Los ranchos habituales y por una vez no uso el término en su acepción peyorativa si no para definir la comida diaria de los trabajadores, solía ser una simple caldereta de patatas, cebolla pimiento y tomate (eso en verano, cuando había hortalizas), con lo que se hacía un sofrito con grasa, bien manteca de vaca o incluso aceite de pescado (generalmente de marrajos, como los curadillos de Cudillero), se cubría de agua y se enriquecía con algún chorizo, tocino o bien con pescados no comerciales (antes los tiñosus, hoy tan cotizados para hacer el pastel de cabracho, no se vendían y se echaban en el guiso, pero solo para dar sabor, porque como tiene tantas espinas, solía despreciarse).
En tierra ya la cosa se complicaba mas porque, dependiendo de lo elegante o miserable que fuese la casa o local público, variaban enormemente las recetas.
En las cocinas populares se asaban o guisaban los pescados de cantil (así se llaman los que se sacaban a caña desde la costa, salmonetes, julias, maragotas, etcétera), o aquellos que no se cotizaban, como el pixín, que hasta hace apenas medio siglo no se vendía ni en los chigres.

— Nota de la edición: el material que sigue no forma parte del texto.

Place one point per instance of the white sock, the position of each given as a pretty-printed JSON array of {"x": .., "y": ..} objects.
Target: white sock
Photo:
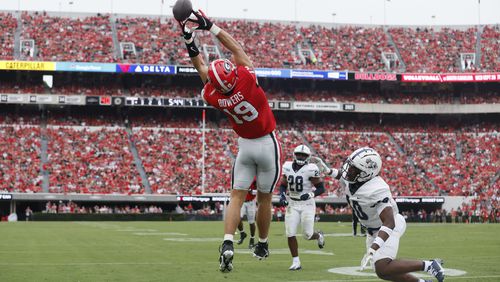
[
  {"x": 427, "y": 264},
  {"x": 229, "y": 237}
]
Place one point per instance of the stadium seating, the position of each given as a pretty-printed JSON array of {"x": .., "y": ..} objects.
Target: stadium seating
[
  {"x": 87, "y": 39},
  {"x": 91, "y": 160},
  {"x": 429, "y": 50},
  {"x": 352, "y": 48},
  {"x": 156, "y": 41},
  {"x": 8, "y": 25},
  {"x": 268, "y": 44},
  {"x": 490, "y": 49},
  {"x": 20, "y": 159},
  {"x": 276, "y": 45}
]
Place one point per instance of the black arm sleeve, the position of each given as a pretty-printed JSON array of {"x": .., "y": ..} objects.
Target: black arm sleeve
[
  {"x": 282, "y": 189},
  {"x": 320, "y": 189},
  {"x": 192, "y": 49}
]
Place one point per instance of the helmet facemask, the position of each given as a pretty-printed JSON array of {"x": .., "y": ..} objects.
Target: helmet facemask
[
  {"x": 301, "y": 158},
  {"x": 350, "y": 173}
]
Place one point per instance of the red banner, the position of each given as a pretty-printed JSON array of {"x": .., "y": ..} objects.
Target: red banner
[
  {"x": 450, "y": 77},
  {"x": 375, "y": 76}
]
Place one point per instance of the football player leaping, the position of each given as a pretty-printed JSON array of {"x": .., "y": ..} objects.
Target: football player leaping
[
  {"x": 234, "y": 90},
  {"x": 370, "y": 199},
  {"x": 300, "y": 178}
]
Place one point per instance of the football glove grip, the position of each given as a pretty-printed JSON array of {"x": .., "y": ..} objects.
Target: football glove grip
[
  {"x": 367, "y": 259},
  {"x": 307, "y": 196},
  {"x": 283, "y": 201}
]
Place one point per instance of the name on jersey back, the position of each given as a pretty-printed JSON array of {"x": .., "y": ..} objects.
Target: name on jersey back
[{"x": 231, "y": 101}]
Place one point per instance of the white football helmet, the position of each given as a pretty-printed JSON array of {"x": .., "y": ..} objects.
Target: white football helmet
[
  {"x": 301, "y": 154},
  {"x": 362, "y": 165}
]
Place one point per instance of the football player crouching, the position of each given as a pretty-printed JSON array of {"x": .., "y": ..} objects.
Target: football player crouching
[
  {"x": 303, "y": 182},
  {"x": 370, "y": 199}
]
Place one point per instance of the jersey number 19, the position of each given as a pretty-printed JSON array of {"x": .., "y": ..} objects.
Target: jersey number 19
[{"x": 243, "y": 111}]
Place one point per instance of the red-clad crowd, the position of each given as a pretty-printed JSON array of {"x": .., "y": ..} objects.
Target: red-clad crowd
[
  {"x": 85, "y": 39},
  {"x": 20, "y": 159},
  {"x": 91, "y": 160},
  {"x": 429, "y": 50},
  {"x": 112, "y": 87},
  {"x": 273, "y": 45}
]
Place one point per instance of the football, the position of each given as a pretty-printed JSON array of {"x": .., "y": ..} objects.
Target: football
[{"x": 182, "y": 9}]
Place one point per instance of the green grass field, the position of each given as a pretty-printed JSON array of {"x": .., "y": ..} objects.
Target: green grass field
[{"x": 188, "y": 251}]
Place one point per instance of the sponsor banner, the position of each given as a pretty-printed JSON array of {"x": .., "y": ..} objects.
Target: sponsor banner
[
  {"x": 317, "y": 106},
  {"x": 165, "y": 102},
  {"x": 316, "y": 74},
  {"x": 105, "y": 100},
  {"x": 308, "y": 74},
  {"x": 349, "y": 107},
  {"x": 419, "y": 200},
  {"x": 186, "y": 70},
  {"x": 85, "y": 67},
  {"x": 203, "y": 198},
  {"x": 450, "y": 77},
  {"x": 284, "y": 105},
  {"x": 278, "y": 73},
  {"x": 375, "y": 76},
  {"x": 5, "y": 196},
  {"x": 41, "y": 99},
  {"x": 31, "y": 66},
  {"x": 75, "y": 100},
  {"x": 118, "y": 101},
  {"x": 92, "y": 100},
  {"x": 158, "y": 69}
]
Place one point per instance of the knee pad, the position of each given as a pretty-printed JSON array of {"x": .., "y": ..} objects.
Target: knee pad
[{"x": 307, "y": 236}]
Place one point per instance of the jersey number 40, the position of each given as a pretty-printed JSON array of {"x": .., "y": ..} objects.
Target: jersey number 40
[{"x": 356, "y": 209}]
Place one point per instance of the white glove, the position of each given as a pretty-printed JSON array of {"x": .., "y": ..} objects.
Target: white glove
[
  {"x": 321, "y": 165},
  {"x": 367, "y": 260}
]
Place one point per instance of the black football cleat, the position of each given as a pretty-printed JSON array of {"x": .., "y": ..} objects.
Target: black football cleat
[
  {"x": 243, "y": 235},
  {"x": 226, "y": 256},
  {"x": 261, "y": 250},
  {"x": 251, "y": 244},
  {"x": 436, "y": 269}
]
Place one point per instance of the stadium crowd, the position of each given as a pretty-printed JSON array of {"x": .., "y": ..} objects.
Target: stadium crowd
[
  {"x": 275, "y": 45},
  {"x": 113, "y": 87}
]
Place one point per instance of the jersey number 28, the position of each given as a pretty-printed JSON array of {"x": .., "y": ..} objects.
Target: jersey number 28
[
  {"x": 298, "y": 181},
  {"x": 243, "y": 111},
  {"x": 356, "y": 209}
]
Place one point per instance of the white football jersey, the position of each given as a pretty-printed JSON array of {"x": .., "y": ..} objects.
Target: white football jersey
[
  {"x": 298, "y": 181},
  {"x": 369, "y": 200}
]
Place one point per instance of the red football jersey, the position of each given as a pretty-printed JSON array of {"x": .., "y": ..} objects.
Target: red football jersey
[
  {"x": 252, "y": 192},
  {"x": 247, "y": 107}
]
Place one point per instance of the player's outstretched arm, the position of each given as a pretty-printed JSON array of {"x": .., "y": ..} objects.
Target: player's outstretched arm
[
  {"x": 194, "y": 52},
  {"x": 240, "y": 57}
]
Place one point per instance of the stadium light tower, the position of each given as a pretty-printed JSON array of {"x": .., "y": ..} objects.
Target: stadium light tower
[{"x": 385, "y": 18}]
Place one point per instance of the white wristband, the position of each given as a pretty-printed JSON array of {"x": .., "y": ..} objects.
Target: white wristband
[
  {"x": 386, "y": 230},
  {"x": 215, "y": 29},
  {"x": 379, "y": 241},
  {"x": 334, "y": 172}
]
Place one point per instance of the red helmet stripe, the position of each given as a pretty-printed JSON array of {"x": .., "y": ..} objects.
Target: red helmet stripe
[{"x": 212, "y": 65}]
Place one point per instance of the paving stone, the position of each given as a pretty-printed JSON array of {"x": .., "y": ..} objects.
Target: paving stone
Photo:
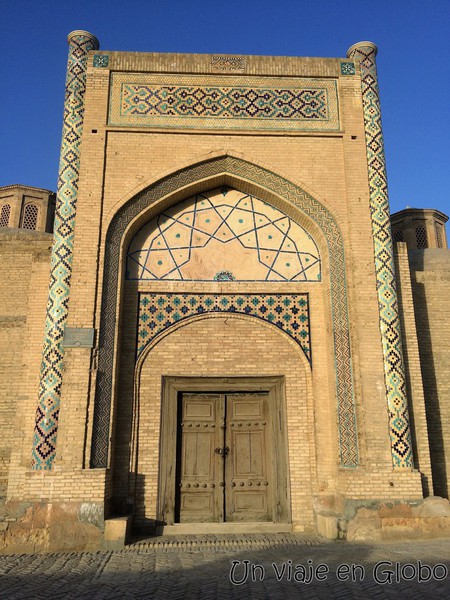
[{"x": 192, "y": 568}]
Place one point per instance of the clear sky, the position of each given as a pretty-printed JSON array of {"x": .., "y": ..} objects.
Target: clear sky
[{"x": 413, "y": 37}]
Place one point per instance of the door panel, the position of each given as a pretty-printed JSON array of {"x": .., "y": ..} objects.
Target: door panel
[
  {"x": 247, "y": 476},
  {"x": 200, "y": 478},
  {"x": 225, "y": 458}
]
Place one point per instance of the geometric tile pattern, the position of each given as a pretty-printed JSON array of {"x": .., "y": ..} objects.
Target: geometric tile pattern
[
  {"x": 288, "y": 312},
  {"x": 46, "y": 422},
  {"x": 100, "y": 60},
  {"x": 228, "y": 229},
  {"x": 348, "y": 68},
  {"x": 275, "y": 186},
  {"x": 145, "y": 100},
  {"x": 399, "y": 428}
]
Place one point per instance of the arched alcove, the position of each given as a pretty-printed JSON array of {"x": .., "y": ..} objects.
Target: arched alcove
[{"x": 296, "y": 204}]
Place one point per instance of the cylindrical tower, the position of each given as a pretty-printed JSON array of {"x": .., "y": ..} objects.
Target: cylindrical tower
[
  {"x": 394, "y": 372},
  {"x": 46, "y": 424}
]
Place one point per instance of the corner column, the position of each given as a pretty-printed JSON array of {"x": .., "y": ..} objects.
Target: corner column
[
  {"x": 394, "y": 372},
  {"x": 46, "y": 423}
]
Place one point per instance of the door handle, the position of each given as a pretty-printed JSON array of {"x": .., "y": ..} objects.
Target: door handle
[{"x": 222, "y": 451}]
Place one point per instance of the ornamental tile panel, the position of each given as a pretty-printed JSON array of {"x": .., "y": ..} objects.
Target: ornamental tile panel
[
  {"x": 223, "y": 231},
  {"x": 288, "y": 312},
  {"x": 223, "y": 102}
]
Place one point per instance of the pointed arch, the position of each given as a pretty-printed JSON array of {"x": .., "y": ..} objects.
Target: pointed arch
[{"x": 253, "y": 179}]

Por el contrario en las casas burguesas se preferían los lenguados, merluzas, besugos y otros frecuentes de la cocina francesa, que era la que aprendían las señoras de bien, cuando iban de viaje de luna de miel a París para encargar su primer vástago y, ya de paso, copiar alguna receta de la deslumbrante restauración modernista.

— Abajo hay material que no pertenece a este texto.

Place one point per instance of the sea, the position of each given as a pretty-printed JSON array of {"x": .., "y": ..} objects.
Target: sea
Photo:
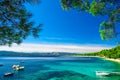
[{"x": 58, "y": 68}]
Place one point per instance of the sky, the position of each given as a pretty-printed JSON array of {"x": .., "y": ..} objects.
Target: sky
[{"x": 73, "y": 29}]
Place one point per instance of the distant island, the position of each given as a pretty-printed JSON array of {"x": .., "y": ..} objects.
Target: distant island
[{"x": 109, "y": 54}]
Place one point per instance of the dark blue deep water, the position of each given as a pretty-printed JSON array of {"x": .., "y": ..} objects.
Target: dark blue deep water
[{"x": 58, "y": 68}]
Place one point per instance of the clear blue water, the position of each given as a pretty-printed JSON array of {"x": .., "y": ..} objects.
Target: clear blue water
[{"x": 58, "y": 68}]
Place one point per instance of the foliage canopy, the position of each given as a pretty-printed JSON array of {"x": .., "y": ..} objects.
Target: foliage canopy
[
  {"x": 15, "y": 24},
  {"x": 109, "y": 8}
]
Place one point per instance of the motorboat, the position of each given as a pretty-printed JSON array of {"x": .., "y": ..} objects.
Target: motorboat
[
  {"x": 105, "y": 73},
  {"x": 8, "y": 74}
]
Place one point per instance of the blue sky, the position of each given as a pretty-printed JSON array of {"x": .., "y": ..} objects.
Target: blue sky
[
  {"x": 66, "y": 31},
  {"x": 68, "y": 27}
]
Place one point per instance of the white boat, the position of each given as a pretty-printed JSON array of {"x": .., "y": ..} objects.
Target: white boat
[{"x": 105, "y": 73}]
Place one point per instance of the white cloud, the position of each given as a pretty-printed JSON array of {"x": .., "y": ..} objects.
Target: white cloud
[{"x": 25, "y": 47}]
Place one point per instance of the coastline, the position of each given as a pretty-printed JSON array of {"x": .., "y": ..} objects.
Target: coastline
[{"x": 112, "y": 59}]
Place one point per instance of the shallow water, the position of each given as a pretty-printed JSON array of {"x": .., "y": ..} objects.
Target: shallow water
[{"x": 58, "y": 68}]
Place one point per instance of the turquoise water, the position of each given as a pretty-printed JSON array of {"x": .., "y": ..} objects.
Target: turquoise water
[{"x": 58, "y": 68}]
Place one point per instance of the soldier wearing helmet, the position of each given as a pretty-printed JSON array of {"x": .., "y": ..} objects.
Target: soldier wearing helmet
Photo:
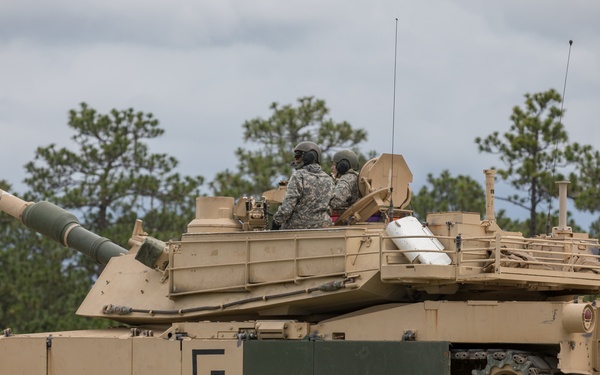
[
  {"x": 345, "y": 170},
  {"x": 308, "y": 193}
]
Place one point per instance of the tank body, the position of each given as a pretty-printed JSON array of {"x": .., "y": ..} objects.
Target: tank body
[{"x": 452, "y": 295}]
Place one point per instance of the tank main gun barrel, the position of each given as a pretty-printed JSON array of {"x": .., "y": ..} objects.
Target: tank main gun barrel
[{"x": 60, "y": 226}]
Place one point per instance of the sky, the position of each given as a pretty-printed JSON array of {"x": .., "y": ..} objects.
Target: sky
[{"x": 435, "y": 74}]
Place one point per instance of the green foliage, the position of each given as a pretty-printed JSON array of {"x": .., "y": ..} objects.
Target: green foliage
[
  {"x": 111, "y": 177},
  {"x": 262, "y": 165},
  {"x": 108, "y": 179},
  {"x": 532, "y": 150},
  {"x": 585, "y": 190}
]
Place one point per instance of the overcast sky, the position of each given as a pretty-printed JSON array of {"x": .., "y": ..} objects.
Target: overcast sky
[{"x": 204, "y": 67}]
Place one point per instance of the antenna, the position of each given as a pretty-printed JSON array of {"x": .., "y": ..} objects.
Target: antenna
[
  {"x": 562, "y": 102},
  {"x": 391, "y": 209}
]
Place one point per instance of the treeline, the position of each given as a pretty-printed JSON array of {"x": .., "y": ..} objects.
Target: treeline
[{"x": 110, "y": 177}]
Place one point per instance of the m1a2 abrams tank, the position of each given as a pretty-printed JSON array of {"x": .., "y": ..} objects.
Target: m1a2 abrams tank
[{"x": 377, "y": 293}]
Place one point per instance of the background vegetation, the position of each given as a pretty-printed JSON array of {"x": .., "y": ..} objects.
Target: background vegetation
[{"x": 110, "y": 177}]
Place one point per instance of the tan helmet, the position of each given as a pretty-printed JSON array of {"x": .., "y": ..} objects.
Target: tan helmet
[
  {"x": 311, "y": 152},
  {"x": 345, "y": 160}
]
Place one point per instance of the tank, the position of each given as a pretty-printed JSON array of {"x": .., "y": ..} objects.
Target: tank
[{"x": 378, "y": 292}]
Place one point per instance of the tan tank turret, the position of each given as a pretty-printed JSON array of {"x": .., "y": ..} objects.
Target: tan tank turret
[{"x": 378, "y": 292}]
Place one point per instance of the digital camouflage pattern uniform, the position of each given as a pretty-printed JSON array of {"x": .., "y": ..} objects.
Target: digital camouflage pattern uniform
[
  {"x": 306, "y": 200},
  {"x": 345, "y": 193}
]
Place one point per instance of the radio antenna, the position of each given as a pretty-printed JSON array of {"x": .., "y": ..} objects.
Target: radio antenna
[
  {"x": 562, "y": 102},
  {"x": 391, "y": 209}
]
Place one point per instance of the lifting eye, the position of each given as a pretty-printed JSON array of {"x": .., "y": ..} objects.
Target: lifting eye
[{"x": 579, "y": 318}]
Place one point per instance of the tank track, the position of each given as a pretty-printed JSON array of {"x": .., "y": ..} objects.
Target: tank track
[{"x": 502, "y": 362}]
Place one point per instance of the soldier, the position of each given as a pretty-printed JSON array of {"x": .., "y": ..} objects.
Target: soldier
[
  {"x": 308, "y": 194},
  {"x": 345, "y": 170}
]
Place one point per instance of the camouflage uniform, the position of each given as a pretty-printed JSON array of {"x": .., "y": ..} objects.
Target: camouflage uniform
[
  {"x": 345, "y": 193},
  {"x": 306, "y": 200}
]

Eran comunes a todas las clases sociales los pescados de temporada como el bonito o la sardina, bocados exquisitos que habían de asarse al aire libre porque en las casas dejaban insalvables olores.
¿Son elucubraciones? Pues sí, pero mas o menos razonables, lo que si que son certezas indiscutibles es lo que no se comía.
Me refiero a los hoy omnipresentes gambas y langostinos (son los únicos mariscos que no se dan en el Cantábrico), las croquetas, chipirones rellenos, calamares rebozados y otros congelados precocinados, los malditos pimientos de piquillo rellenos de lo que sea, o esa invasión de pasteles de morcilla, Cabrales, cabracho y Dios sabe qué, con que los chigreros toman el pelo a los insensatos listillos que enciman piensan que han hecho negocio engañando su estómago y presumiendo de haber cenado por mil del ala.
Sería bueno tener esa selección de chigres con solera y garantías, de la que hablamos hace meses con la administración y que como siempre sigue en el tintero.